The group announced on Thursday that it has terminated its franchise agreement with Malaysian operator JV Entertainment - which has been running The Butter Factory KL since August 2012 - due to "numerous" contractual breaches by JV Entertainment.
The Butter Factory's executive chairman Tay Eu-Yen tells Life! that the breaches included violations of a non-competition clause when JV Entertainment promoted another club and The Butter Factory Group's branding standards. JV Entertainment also defaulted on payment over the past six months.
Without delving into details, she acknowledged that there were also issues over the KL club's branding and marketing strategy, which she felt "impaired The Butter Factory's reputation".
She did not say how much money was owed to her company.
JV Entertainment, led by executive chairman Victor Hoo, signed a three-year franchise agreement with The Butter Factory in 2012 and started the KL club in August that year.
Located in Jalan Kia Peng, the 10,000-sq ft, two-storey nightclub, which was set up at a cost of $2.45 million, quickly became a destination nightspot in Kuala Lumpur.

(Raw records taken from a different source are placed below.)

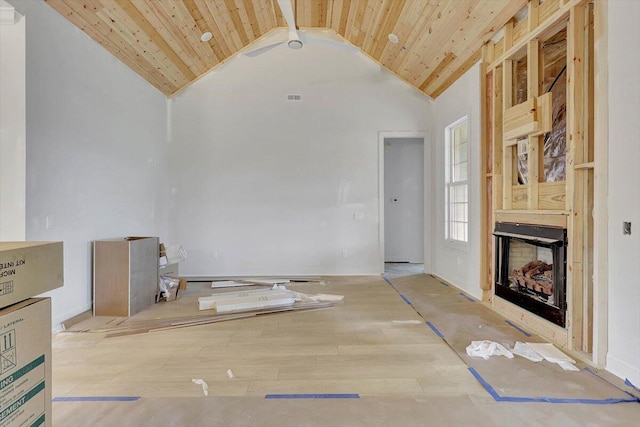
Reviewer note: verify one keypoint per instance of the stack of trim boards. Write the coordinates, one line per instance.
(219, 307)
(233, 302)
(259, 299)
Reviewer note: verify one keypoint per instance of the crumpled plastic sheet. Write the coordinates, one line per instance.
(486, 349)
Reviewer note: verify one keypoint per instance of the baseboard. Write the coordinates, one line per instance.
(62, 321)
(623, 370)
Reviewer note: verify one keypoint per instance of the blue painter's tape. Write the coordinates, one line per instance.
(518, 328)
(406, 299)
(435, 330)
(97, 399)
(467, 297)
(499, 398)
(312, 396)
(628, 383)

It was the first franchise outlet started by The Butter Factory Group, which currently runs its nightclub at One Fullerton and Sauce Bar at the Esplanade.
Ms Tay, who stressed that the partnership "did not end on bad terms" and that JV Entertainment "understood why we needed to do that", adds: "The gist is, we feel that in terms of brand and reputation, we have been hurt by the way JV Entertainment has conducted business.
"I don't think it was ill-intended or malicious... they're trying their best. It's just a business decision that we cannot continue."
Ms Tay says it was a "series of events in the last quarter" that led to the company finally deciding to terminate the franchise agreement. But the straw that broke the camel's back was when JV Entertainment was found to be promoting another nightclub, Mastro KL.
Mastro KL, which opened last month, takes over the second-storey space of The Butter Factory KL.
Ms Tay says: "We cautioned that it shouldn't be another club because that would cannibalise The Butter Factory KL and would be bad for JV Entertainment's business."
She later found out via Facebook that JV Entertainment had entered into a management agreement to promote the competing club above Butter Factory KL.
She says: "That, to us, is a very clear breach of our non-competition clause."
But Ms Tay says she has no regrets about her company's first franchise venture and is not ruling out other franchise opportunities in the future.
"I don't think we see this as a failure, we're very willing to explore franchise opportunities across the region; it's not something demoralising. It was a good experience and we had a good time in KL."